Today's Papers

Semper Fighting

Iran signaled its willingness to negotiate over its nuclear program yet refused to submit to the U.N.’s top demand: that Tehran suspend uranium enrichment before the end of August. The story leads today’s New York Times, Washington Post and the Wall Street Journal world-wide newsbox. The Los Angeles Times leads with the U.S. Marine Corps announcing that it will begin calling up about 2,500 recently retired Marines for duty in Iraq and Afghanistan, the same sort of “back-door draft” that the Army has infamously been using. USA Todayfronts the Marine story but leads with news that an increasing number of states are setting up “meth-offender” registries.

As expected, Iran on Tuesday delivered its formal response to a proposal by the U.S. and Europe that Tehran give up uranium enrichment in exchange for a package of incentives including better trade relations and help with civilian nuclear technology and fuel.

Few details about Iran’s counterproposal were available yesterday, as apparently the officials who got the document wanted time to pick through the 20-plus pages of “convoluted” (according to a NYT source) reasoning before talking to the press. Condoleezza Rice even cut short her vacation to read it. Iran spun the proposal as a step toward better relations with the West and a “new formula” for negotiations, while the U.S. said, well, thanks, but we were happy with the old formula. John Bolton, U.S. ambassador to the U.N., said Iran had been presented with a “very generous offer” and signaled that Washington would push for sanctions now that Tehran appears to have not accepted it.

The Post notes that Iran, as a major oil producer, is in a good position to play hardball with the West: “Iran is feeling emboldened in the region and the Security Council is juggling a multitude of crises in the Middle East, including the Iraq war and recent fighting in southern Lebanon.”

The NYT suggests that Iran may be trying to work out an arrangement whereby it keeps the enrichment program but with safeguards to ensure no nuclear material goes to a weapons program, and that Tehran believes it could get China and Russia to support that compromise. But the Post says Iran may be willing to deal, and cites Iranian sources as saying Tehran would freeze the program if it got assurances that Washington was dealing in earnest and was not trying to engage in regime change on the sly.

Up to now, the Marines have been able to fill gaps in units deploying to Iraq and Afghanistan with volunteers from the ranks of the recently retired. But there are no longer enough volunteers for upcoming rotations, and the LAT story calls the move “a potential signal of the growing unpopularity of the Iraq war among young veterans.” The Post notes that “the authority for involuntary recalls is until the end of the ‘Global War on Terror,’ ” which the Pentagon has said could last for decades.

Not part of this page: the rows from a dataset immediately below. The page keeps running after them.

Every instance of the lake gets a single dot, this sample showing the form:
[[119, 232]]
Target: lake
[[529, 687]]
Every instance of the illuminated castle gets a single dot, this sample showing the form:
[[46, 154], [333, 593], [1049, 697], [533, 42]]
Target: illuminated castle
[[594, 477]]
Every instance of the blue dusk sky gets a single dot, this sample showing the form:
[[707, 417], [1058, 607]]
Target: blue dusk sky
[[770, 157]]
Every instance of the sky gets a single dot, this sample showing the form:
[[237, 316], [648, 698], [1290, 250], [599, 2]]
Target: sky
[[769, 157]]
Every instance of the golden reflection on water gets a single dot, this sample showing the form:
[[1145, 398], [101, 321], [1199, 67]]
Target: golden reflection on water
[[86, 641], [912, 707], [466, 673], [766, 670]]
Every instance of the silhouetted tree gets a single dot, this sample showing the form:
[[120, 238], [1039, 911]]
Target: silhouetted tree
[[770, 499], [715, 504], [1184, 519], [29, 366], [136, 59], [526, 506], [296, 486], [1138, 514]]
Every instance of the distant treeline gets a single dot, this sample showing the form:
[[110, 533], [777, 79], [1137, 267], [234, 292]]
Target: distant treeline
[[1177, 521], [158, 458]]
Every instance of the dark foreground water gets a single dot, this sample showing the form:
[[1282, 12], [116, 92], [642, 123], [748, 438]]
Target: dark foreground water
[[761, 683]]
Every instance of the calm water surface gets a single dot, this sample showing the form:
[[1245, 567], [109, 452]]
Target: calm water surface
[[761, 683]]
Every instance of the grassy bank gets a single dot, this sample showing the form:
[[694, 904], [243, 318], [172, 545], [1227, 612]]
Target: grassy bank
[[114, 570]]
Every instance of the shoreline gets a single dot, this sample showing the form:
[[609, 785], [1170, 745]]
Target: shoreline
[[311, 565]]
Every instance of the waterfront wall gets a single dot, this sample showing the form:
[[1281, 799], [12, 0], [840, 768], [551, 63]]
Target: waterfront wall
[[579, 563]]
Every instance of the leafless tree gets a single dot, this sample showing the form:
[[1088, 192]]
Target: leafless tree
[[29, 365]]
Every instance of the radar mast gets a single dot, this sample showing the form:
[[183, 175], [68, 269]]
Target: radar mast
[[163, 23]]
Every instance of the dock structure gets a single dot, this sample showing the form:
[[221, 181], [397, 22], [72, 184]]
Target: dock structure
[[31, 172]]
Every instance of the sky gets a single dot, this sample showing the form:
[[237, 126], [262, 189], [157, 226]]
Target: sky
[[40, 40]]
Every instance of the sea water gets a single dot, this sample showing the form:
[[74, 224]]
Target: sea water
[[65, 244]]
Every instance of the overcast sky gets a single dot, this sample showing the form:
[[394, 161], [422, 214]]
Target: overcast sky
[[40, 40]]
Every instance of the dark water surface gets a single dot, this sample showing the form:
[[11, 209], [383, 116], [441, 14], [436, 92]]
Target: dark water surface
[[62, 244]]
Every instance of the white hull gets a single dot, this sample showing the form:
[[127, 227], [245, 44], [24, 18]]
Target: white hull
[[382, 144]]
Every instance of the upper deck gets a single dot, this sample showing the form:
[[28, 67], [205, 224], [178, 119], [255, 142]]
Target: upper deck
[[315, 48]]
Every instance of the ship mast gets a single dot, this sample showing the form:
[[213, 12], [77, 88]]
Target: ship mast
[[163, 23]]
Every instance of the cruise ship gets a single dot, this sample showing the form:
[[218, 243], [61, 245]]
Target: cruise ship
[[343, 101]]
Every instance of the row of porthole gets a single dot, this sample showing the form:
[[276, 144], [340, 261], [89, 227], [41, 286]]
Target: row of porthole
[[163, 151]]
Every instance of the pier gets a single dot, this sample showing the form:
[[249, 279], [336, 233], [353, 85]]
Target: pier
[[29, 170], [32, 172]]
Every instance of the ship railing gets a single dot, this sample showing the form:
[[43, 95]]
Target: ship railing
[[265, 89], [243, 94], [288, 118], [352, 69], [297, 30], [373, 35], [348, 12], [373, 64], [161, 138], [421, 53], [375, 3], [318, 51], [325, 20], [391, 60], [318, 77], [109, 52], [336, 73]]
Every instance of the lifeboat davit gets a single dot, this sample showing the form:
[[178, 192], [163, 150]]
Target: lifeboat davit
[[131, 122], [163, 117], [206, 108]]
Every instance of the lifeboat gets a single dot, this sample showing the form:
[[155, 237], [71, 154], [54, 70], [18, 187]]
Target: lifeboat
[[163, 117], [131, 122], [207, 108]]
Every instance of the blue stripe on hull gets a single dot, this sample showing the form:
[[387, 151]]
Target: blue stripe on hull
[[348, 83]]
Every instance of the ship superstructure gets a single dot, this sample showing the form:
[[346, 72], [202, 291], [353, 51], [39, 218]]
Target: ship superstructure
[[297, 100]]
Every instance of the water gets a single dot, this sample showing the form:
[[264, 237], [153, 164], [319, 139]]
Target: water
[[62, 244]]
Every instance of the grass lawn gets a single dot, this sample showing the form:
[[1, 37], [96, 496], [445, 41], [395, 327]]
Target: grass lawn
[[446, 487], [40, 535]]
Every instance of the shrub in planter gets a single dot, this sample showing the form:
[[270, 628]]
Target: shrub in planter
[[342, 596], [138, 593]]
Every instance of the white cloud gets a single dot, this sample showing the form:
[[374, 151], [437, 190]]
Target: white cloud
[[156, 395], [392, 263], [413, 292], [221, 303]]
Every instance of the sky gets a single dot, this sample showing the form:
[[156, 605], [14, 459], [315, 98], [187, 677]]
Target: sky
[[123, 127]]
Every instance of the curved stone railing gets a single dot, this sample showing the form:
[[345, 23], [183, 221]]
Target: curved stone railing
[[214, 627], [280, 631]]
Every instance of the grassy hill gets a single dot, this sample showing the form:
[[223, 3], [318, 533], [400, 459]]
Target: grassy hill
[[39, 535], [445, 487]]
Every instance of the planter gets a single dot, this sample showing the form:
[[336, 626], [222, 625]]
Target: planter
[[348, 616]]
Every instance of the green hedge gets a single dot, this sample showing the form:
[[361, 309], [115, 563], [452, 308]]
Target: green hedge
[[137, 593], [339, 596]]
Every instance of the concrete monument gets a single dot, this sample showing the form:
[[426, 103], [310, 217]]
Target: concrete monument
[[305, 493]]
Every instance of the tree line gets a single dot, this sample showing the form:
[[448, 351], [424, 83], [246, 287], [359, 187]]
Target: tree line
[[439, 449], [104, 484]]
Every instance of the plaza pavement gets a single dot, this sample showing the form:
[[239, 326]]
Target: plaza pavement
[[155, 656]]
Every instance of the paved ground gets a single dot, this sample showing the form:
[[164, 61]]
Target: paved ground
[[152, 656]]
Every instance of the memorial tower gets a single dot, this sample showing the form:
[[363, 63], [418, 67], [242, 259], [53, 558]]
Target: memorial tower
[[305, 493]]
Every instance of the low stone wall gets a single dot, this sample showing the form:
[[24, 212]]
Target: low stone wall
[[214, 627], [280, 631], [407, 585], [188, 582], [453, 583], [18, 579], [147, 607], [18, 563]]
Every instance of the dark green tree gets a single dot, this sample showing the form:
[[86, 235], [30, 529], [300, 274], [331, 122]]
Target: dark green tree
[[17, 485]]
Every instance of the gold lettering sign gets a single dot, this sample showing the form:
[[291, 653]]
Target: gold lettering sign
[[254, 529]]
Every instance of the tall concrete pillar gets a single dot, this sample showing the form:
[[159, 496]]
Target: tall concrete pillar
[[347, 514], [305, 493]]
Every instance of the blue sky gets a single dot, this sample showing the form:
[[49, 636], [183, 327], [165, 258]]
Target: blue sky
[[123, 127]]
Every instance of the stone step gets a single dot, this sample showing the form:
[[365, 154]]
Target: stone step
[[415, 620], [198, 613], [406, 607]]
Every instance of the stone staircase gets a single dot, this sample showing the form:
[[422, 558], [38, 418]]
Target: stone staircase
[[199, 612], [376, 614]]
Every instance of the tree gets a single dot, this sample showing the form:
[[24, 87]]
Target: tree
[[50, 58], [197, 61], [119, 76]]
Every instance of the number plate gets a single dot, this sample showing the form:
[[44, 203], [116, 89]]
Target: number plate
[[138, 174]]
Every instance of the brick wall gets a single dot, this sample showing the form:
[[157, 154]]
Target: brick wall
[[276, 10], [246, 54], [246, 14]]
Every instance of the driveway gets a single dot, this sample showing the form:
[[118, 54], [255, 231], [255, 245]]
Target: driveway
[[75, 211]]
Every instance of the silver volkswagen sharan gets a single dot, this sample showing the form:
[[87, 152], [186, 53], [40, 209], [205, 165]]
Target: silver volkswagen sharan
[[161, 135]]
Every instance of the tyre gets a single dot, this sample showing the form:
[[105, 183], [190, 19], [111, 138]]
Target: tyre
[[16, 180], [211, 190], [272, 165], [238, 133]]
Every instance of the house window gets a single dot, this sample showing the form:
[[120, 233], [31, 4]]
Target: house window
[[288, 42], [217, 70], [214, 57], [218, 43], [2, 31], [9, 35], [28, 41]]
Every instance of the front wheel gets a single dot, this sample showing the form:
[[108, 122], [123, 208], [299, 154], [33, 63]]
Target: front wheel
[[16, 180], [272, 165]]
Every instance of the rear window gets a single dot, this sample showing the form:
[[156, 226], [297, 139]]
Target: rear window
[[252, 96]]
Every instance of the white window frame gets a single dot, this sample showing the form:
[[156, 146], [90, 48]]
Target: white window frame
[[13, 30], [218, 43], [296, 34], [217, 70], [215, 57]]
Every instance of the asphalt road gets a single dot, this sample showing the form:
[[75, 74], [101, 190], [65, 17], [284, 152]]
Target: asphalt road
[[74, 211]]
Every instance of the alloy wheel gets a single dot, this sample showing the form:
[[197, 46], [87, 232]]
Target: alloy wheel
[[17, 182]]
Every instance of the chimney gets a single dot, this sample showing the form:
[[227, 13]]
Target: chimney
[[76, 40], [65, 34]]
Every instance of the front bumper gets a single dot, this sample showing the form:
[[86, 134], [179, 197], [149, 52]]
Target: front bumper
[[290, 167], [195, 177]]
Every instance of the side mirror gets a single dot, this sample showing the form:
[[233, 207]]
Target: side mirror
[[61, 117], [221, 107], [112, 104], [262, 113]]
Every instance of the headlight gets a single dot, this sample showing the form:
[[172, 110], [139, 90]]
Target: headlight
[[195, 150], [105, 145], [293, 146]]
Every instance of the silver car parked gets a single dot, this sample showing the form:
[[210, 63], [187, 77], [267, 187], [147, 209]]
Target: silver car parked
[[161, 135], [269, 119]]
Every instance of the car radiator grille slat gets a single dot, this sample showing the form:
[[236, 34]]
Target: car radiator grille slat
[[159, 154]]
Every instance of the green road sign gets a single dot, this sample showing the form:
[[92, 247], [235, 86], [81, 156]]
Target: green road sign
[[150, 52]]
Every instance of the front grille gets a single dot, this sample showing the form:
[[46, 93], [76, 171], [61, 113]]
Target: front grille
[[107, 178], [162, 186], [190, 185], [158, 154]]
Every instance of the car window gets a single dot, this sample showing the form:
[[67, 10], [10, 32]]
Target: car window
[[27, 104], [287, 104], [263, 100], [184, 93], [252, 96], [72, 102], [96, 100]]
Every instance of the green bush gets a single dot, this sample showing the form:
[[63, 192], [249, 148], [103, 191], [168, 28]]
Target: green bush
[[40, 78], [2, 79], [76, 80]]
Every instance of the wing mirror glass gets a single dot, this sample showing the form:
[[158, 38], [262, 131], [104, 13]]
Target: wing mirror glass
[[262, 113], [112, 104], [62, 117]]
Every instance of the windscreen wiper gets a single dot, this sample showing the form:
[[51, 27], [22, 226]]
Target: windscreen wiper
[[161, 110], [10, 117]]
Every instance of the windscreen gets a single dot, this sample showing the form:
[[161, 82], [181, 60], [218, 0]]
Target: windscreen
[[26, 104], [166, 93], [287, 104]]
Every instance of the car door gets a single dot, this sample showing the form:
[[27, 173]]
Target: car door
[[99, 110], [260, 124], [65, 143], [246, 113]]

Israel is stepping back from its plan to shut down settlements in the West Bank, the Post reports on the front page. The justification: The government needs the money and energy for repairing war damage in northern Israel. The plan got Israel brownie points with the Bush administration, and the Post says that just 10 days ago Bush asked the Israeli prime minister in a phone call, “What about that plan you presented to me?” Sadly, the reader is left to wonder how the rest of the conversation went.

Proposed U.N. rules of engagement for international peacekeepers in Lebanon would allow the use of force for self defense, to protect civilians, and to back up the Lebanese armed forces, according to the AP in a story none of the papers seem to carry. The strong mandate would likely make it easier to find countries to contribute troops to the force, and now France is apparently considering a “significant” increase to its heavily mocked contribution of 200 soldiers.

A NYT poll finds that a majority of Americans don’t believe the war in Iraq is part of the war on terror, which jibes well with the Democrats’ national security message heading into the midterm congressional elections.

Also in the papers … The judge who ruled that the NSA wiretapping program was unconstitutional was a trustee of a group that has donated at least $125,000 to the American Civil Liberties Union—one of the parties to the case—and didn’t disclose it, the NYT and USA Today report. The ongoing astronomer summit in Prague appears to have agreed on a definition of planets that excludes Pluto, the NYT reports. A Russian airplane crashed in Ukraine, killing all of the more than 170 aboard. An Education Department study has found that students at charter schools test worse than their counterparts at public schools, even controlling for race, socioeconomic class, and other factors, the NYT and Post report. Both the Journal and the LAT front news that Viacom has cut its relationship with Tom Cruise, citing the star’s increasingly bizarre public behavior. The Post fronts a finding that being even moderately overweight decreases one’s lifespan. “Kind of a bummer,” says one expert.

Breaking the Law, Breaking the Law: Chicagoans took part yesterday in a citywide act of civil disobedience … by eating foie gras. The city has banned the fatty goose liver dish, citing the cruelty involved in force-feeding the birds. But Chicago chefs were undaunted the day the ban came into effect, serving it on pizza and with soul food. One chef served it as part of an all-outlaw menu including wild morels, absinthe, unpasteurized imported cheese, and hemp seeds, and topped the foie itself with Pop Rocks.